Bu kararın alınmasında Sarkozy Fransa'sının birinci derecede sorumlu olduğu malum. Almanya gibi, Türkiye'nin üyeliğine karşı olan başka ülkelerin Fransızların yanında yer almasına şaşılmaz; ama Ankara'ya destek veren başta İngiltere olmak üzere diğer üyelerin -başka konuları da içeren bir "al-ver" pazarlığı sonunda- Sarkozy'nin istediğini yerine getirmesi kaygı vericidir.
Bu durumda, AB'ye karşı topyekûn bir tavır mı alınmalıdır? Bütün mesele bu tavrın neleri içereceğidir. Bu tavrın, Türkiye'ye arka çıkan (ve sayısı az olmayan) ülkeleri de bizden uzaklaştırmaması önemlidir. İşte asıl zorluk (veya Ankara'nın karşılaştığı açmaz da) budur.
Akla gelen seçeneklerden biri de, AB ile müzakerelere bir "ara" vermektir. Böyle bir "time-out" ne sonuç verir? Bunun süresi ne olur? Sürenin sonunda ilişkiler büsbütün donmaz mı? Bu olasılıkları da ciddi olarak düşünmek lazım.
Ne yapılabilir?
AB'nin son dönemde Türkiye'yi rahatsız eden davranışlarında başı çeken Fransa olduğuna göre, Ankara'nın vereceği karşılığın esas adresi Paris'tir. Sarkozy'nin bu tutumunu değiştirmesi için ne yapmalı? Daha doğrusu Sarkozy değişir mi?
Bundan Fransız analistleri dahi emin değiller. Hafta başında görüştüğümüz eski bir Fransız diplomatı Sarkozy'nin kendine özgü bazı görüş ve inançları olmakla beraber, pragmatik bir politikacı olduğunu söyledi.
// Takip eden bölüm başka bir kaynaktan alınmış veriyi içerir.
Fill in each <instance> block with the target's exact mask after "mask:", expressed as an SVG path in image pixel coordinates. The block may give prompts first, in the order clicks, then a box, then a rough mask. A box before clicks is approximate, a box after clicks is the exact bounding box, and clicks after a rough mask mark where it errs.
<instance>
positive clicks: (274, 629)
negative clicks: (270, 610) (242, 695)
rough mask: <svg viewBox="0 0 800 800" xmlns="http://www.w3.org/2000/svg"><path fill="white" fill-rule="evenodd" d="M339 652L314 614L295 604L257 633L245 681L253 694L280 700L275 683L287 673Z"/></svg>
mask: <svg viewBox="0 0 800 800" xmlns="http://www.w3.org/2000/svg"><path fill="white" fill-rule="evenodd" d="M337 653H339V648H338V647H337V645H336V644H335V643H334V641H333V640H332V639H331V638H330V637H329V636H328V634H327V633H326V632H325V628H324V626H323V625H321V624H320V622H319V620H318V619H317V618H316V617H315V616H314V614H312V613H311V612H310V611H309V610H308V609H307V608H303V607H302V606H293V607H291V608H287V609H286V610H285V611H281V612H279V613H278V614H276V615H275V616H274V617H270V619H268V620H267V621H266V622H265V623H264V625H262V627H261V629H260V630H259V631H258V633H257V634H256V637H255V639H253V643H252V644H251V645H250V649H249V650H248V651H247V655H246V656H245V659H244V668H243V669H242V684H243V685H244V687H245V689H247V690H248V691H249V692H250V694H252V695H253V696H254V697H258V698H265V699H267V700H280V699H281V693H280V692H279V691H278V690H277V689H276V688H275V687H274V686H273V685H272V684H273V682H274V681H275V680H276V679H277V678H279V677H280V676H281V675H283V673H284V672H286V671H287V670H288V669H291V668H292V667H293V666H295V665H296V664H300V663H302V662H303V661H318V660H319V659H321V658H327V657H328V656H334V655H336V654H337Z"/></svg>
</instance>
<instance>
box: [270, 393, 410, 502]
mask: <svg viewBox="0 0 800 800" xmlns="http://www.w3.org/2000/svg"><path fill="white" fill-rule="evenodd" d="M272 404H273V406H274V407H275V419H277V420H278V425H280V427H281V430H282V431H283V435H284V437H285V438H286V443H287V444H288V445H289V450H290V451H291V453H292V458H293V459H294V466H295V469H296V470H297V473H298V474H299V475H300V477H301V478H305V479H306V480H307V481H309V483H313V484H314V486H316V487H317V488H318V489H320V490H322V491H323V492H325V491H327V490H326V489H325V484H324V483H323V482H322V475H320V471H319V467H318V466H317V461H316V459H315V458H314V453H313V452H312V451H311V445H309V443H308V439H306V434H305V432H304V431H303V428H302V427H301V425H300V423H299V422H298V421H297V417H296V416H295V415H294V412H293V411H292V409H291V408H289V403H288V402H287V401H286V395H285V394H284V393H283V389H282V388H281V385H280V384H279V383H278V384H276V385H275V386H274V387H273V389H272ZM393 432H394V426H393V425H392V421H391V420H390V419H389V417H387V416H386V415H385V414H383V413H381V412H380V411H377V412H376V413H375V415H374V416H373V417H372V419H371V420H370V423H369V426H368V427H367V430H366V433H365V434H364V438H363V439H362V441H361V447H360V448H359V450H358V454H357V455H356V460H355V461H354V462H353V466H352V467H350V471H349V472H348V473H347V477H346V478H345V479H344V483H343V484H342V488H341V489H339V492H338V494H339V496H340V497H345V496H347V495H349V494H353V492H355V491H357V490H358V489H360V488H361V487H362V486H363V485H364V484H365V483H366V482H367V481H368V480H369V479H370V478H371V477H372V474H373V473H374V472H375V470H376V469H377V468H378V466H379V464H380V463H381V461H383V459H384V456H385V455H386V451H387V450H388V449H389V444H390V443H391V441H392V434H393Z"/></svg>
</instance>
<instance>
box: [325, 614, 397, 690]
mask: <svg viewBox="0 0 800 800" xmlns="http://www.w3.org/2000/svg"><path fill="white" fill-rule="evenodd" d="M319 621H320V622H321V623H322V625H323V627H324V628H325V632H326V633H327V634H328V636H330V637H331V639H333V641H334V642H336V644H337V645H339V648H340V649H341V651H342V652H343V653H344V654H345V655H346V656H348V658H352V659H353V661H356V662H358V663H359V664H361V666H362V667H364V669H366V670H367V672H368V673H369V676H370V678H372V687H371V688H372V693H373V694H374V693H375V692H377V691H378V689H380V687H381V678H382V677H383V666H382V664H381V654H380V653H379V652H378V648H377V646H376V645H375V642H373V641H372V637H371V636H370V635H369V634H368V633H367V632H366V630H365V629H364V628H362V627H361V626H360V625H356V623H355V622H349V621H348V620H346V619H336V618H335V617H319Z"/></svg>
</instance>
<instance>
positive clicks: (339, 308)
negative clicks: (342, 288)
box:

Ama ona göre, "Sarko"nun Türkiye konusunda fikrini değiştirmesi için zamana ihtiyaç var... Ama doğrusu Türkiye'nin o kadar bekleyecek sabrı yok!
Fransa'yı "yola getirmek" için başvurulacak önlem ve yöntemlerin de iyi seçilmesi gerek. Bize de büyük zarar verebilecek veya pratikte sonuç vermeyecek olan "yaptırımlar"a fazla bel bağlanamaz.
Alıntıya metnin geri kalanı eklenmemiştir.